Distributive Fairness in Large Language Models: Evaluating Alignment with Human Values
Hadi Hosseini, Samarth Khanna
TL;DR
The paper investigates whether large language models align with human distributive fairness concepts (EQ, EF, RMM) in non-strategic resource allocations, with and without money. It benchmarks GPT-4o, Claude-3.5S, Llama3-70b, and Gemini-1.5P against humans on HP07-derived instances, employing a two-stage prompting workflow, menu-based selections, and CoT analyses. Key findings show widespread misalignment with human fairness preferences: LLMs often prioritize envy-freeness and efficiency over equitability, money is not typically used to reduce inequality (except by GPT-4o), and prompt strategies can shift outcomes but are not universally effective. The work highlights the need for improved alignment methods (e.g., SFT/RLHF, group-relative policies) and cautions against deploying current LLMs in distributive decision-making without explicit fairness controls. The insights inform design of safer, fairer AI systems for economic and social decision tasks.
Abstract
The growing interest in employing large language models (LLMs) for decision-making in social and economic contexts has raised questions about their potential to function as agents in these domains.
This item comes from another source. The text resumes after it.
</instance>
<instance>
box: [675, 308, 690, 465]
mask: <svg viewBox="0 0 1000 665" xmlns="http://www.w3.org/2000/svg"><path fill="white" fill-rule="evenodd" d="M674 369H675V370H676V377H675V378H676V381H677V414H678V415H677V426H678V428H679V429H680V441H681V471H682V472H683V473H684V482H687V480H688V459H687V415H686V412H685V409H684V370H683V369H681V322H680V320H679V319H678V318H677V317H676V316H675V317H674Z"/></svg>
A significant number of societal problems involve the distribution of resources, where fairness, along with economic efficiency, play a critical role in the desirability of outcomes. In this paper, we examine whether LLM responses adhere to fundamental fairness concepts such as equitability, envy-freeness, and Rawlsian maximin, and investigate their alignment with human preferences. We evaluate the performance of several LLMs, providing a comparative benchmark of their ability to reflect these measures. Our results demonstrate a lack of alignment between current LLM responses and human distributional preferences. Moreover, LLMs are unable to utilize money as a transferable resource to mitigate inequality. Nonetheless, we demonstrate a stark contrast when (some) LLMs are tasked with selecting from a predefined menu of options rather than generating one. In addition, we analyze the robustness of LLM responses to variations in semantic factors (e.g., intentions or personas) or non-semantic prompting changes (e.g., templates or orderings). Finally, we highlight potential strategies aimed at enhancing the alignment of LLM behavior with well-established fairness concepts.